I spent the afternoon with my grandmother, but I don’t know if she remembers it. 

When someone you love has dementia, there is no manual or handbook on how to walk gracefully down that path. 

How do you laugh at the most ridiculous moments while still showing respect to the person you love?

How do you protect someone’s dignity when they cannot do it for themselves?

How do you have a relationship with someone who doesn’t remember the very memories that built that relationship?

How do you recover from the exhaustion of your soul?

None of these have simple answers, but the overarching rule is just to keep loving: Loving her and loving yourself enough to take time for rest, for respite, for renewal.
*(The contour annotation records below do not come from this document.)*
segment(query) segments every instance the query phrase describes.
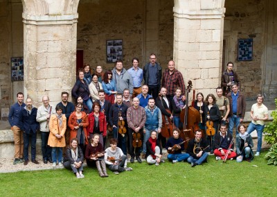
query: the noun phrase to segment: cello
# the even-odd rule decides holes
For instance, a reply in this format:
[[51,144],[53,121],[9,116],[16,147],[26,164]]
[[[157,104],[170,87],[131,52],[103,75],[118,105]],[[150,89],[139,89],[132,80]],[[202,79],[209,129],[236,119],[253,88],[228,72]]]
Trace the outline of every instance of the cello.
[[[190,92],[192,87],[191,80],[188,80],[186,89],[186,99],[188,102],[186,102],[185,110],[182,110],[180,113],[181,121],[184,123],[184,130],[181,132],[181,137],[183,140],[195,137],[195,130],[199,129],[198,123],[200,121],[200,113],[193,106],[188,107],[188,93]],[[185,148],[187,146],[188,144],[185,144]]]

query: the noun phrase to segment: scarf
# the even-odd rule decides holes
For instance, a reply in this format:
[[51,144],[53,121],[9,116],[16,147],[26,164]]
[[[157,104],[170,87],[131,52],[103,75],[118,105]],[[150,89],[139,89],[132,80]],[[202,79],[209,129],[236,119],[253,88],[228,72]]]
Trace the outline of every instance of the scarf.
[[248,135],[248,133],[246,132],[244,132],[244,134],[242,134],[241,132],[239,133],[240,137],[241,139],[242,139],[243,140],[244,140],[244,141],[245,141],[245,139],[247,139],[247,135]]
[[56,114],[56,116],[57,116],[57,119],[59,120],[60,127],[61,127],[62,125],[62,114],[60,115],[58,115],[57,114]]
[[97,92],[98,92],[98,90],[99,90],[99,89],[100,89],[99,83],[98,83],[98,82],[96,82],[96,83],[95,83],[93,82],[93,85],[94,85],[94,86],[96,87]]
[[73,148],[71,148],[72,159],[75,162],[78,159],[78,147],[76,148],[76,153],[74,152]]
[[[156,139],[152,139],[151,137],[149,138],[149,142],[151,144],[151,150],[155,153],[155,147],[157,145],[157,138]],[[153,157],[154,160],[156,159],[156,156],[154,155],[151,155],[151,156]]]
[[173,100],[174,102],[175,102],[176,107],[178,108],[183,108],[183,107],[185,105],[184,105],[183,100],[181,99],[182,96],[181,96],[180,98],[178,98],[176,96],[174,96]]

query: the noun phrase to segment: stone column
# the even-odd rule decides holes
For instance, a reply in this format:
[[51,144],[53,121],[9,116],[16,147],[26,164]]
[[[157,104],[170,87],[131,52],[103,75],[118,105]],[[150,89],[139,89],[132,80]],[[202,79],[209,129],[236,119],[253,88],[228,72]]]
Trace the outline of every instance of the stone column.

To remember that her eyes that now fill with confusion once filled with sparkle and excitement. And while she cannot recall those memories you shared, you are now the vessel that can gather their scattered pieces and hold them in sacred trust for her. 

When she asks the same question again, know that she is just reaching for a thread, something to weave together the tapestry of her day, to make it stay fast, to find some sense of it all. 

Allow yourself to feel the frustration and tiredness because it is all very real. You are walking through an unfamiliar land, just trying to get each other home, but this time home is a much different place than either of you have ever been. So be patient as you take wrong turns. Be gentle with yourself when you need to stop for coffee. You are taking a holy walk, but a wearying one. 

When you walk her safely home at last, you will know the peace of a job well done. It is enough that it is not perfectly done. It never can be. Then you will pick up your own path again, grateful for the views along the detour, knowing that your heart has been made stronger because of the climb.